Could you please point me to a paragraph in the Income Tax act ... I didn't even know this existed  :Stick Out Tongue:

----------


## Dave A

> Could you please point me to a paragraph in the Income Tax act


A quick "lecture" on Acts, regulations and notices...

Acts can only be made and amended by parliament, a major song and dance. 

Regulations can be promulgated by the Minister empowered to make regulations in terms of the relevant Act, and need only be signed by the Minister and published in the Government Gazette to become law.

Notices can be made and published in the Government Gazette by pretty much anyone empowered and/or required to do so in terms of the relevant Act and/or regulation.

Accordingly, Acts tend to deal with the "big picture" as they are not easily amended, and will normally empower an authority to make regulations and/or make notices (deal with the detail) appropriate to the execution of the purpose of the Act.

Rather than us having to read the Government Gazette and keep track of all the legislative action, SARS publishes guides which takes into account all this action and pretty much tell us how to keep our end. These guides are normally updated annually and this page from SARS seems to be the latest collection on PAYE.

----------


## Dave A

> In my opinion i would say you fall under standard employment rules and normal tax tables should be used and no tax should be deducted.


...provided that this criterium is met, I'd think



> the employee (including scholars and students) is required to work for less than 22 hours a week and the employee furnishes a written declaration that he / she will not render services to any other employer, for the period that such employment is held, such employment is regarded as standard employment.

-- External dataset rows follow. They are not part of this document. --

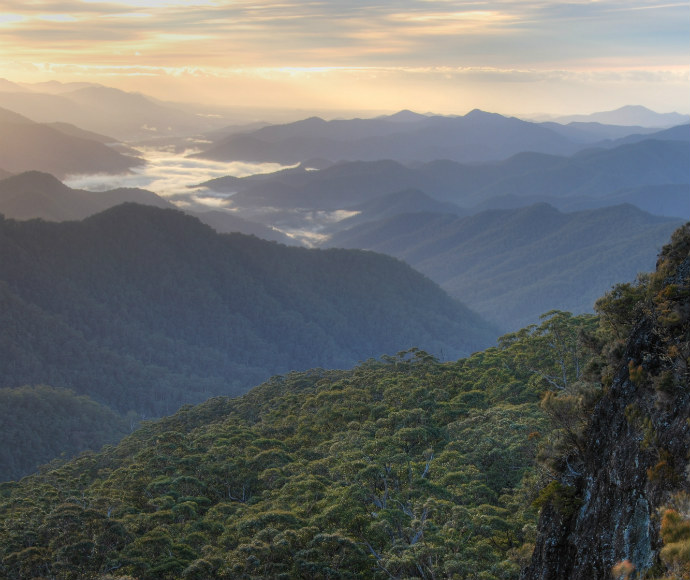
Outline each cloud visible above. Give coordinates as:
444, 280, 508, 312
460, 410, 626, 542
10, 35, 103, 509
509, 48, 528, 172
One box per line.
0, 0, 686, 114
0, 0, 685, 67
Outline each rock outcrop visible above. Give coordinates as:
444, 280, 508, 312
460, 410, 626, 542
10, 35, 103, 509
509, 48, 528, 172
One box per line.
523, 224, 690, 580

*Without* the declaration and based on an income of R640.00 per day, the employer would have to deduct the non-standard employment deduction.

----------


## Dave U

Hi zoedubruyn

Dave A hit the nail on the head when he mentioned the written declaration.  All you need to do is supply your employer with a written declaration that you do not and will not render services to another employer during the period you are employed.  They will then be forced to deduct tax using the tax tables, which in your case will result in no tax being deducted.  You can also point them to section 11B (1) of the fourth schedule of the income tax act, point (b) under the definition of standard employment.

You should file a tax return at the end of the tax year to get the 25% already deducted back from SARS.

----------


## geraldenek

> Could you please point me to a paragraph in the Income Tax act ... I didn't even know this existed


you can just have a look on the sars website for studens/scholars.  it is prescribed in the guide for employers in respect of employee's tax

----------

eitai2001 (13-Apr-10)

----------


## eitai2001

> you can just have a look on the sars website for studens/scholars.  it is prescribed in the guide for employers in respect of employee's tax


Ok cool, thanks

----------